Reinforcement Learning-based N-ary Cross-Sentence Relation Extraction
This work addresses data quality issues in relation extraction for NLP applications, representing an incremental improvement over existing methods.
The paper tackles the problem of noisy labeled data and missed non-consecutive sentences in n-ary cross-sentence relation extraction by relaxing distant supervision assumptions and using a reinforcement learning-based sentence distribution estimator to select correct sentences, achieving better performance than baselines.

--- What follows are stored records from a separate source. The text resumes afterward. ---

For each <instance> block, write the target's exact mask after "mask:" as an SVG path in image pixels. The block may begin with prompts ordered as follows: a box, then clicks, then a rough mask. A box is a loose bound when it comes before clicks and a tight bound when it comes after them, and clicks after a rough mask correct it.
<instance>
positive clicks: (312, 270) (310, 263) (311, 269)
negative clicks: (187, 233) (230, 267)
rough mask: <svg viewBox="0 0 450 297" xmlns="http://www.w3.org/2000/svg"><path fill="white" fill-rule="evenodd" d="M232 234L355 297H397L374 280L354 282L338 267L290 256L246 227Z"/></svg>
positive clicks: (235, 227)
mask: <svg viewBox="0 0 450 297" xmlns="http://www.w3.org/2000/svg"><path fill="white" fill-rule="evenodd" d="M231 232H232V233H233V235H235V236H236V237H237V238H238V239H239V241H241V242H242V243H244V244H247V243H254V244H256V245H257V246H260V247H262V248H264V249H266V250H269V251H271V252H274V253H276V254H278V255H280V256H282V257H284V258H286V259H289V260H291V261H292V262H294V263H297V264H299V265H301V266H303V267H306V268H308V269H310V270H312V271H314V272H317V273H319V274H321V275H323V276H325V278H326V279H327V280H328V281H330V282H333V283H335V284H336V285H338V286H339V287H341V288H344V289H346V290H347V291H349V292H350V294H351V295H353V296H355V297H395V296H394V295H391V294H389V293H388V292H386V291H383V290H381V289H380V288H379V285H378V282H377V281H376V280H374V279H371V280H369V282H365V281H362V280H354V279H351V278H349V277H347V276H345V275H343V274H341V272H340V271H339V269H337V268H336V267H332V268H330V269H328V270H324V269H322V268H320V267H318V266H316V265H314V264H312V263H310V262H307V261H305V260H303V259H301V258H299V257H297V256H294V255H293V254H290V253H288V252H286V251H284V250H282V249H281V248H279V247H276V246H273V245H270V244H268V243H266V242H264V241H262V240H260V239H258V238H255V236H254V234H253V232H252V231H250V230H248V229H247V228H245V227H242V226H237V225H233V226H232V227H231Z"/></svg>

The models of n-ary cross sentence relation extraction based on distant supervision assume that consecutive sentences mentioning n entities describe the relation of these n entities. However, on one hand, this assumption introduces noisy labeled data and harms the models' performance. On the other hand, some non-consecutive sentences also describe one relation and these sentences cannot be labeled under this assumption. In this paper, we relax this strong assumption by a weaker distant supervision assumption to address the second issue and propose a novel sentence distribution estimator model to address the first problem. This estimator selects correctly labeled sentences to alleviate the effect of noisy data is a two-level agent reinforcement learning model. In addition, a novel universal relation extractor with a hybrid approach of attention mechanism and PCNN is proposed such that it can be deployed in any tasks, including consecutive and nonconsecutive sentences. Experiments demonstrate that the proposed model can reduce the impact of noisy data and achieve better performance on general n-ary cross sentence relation extraction task compared to baseline models.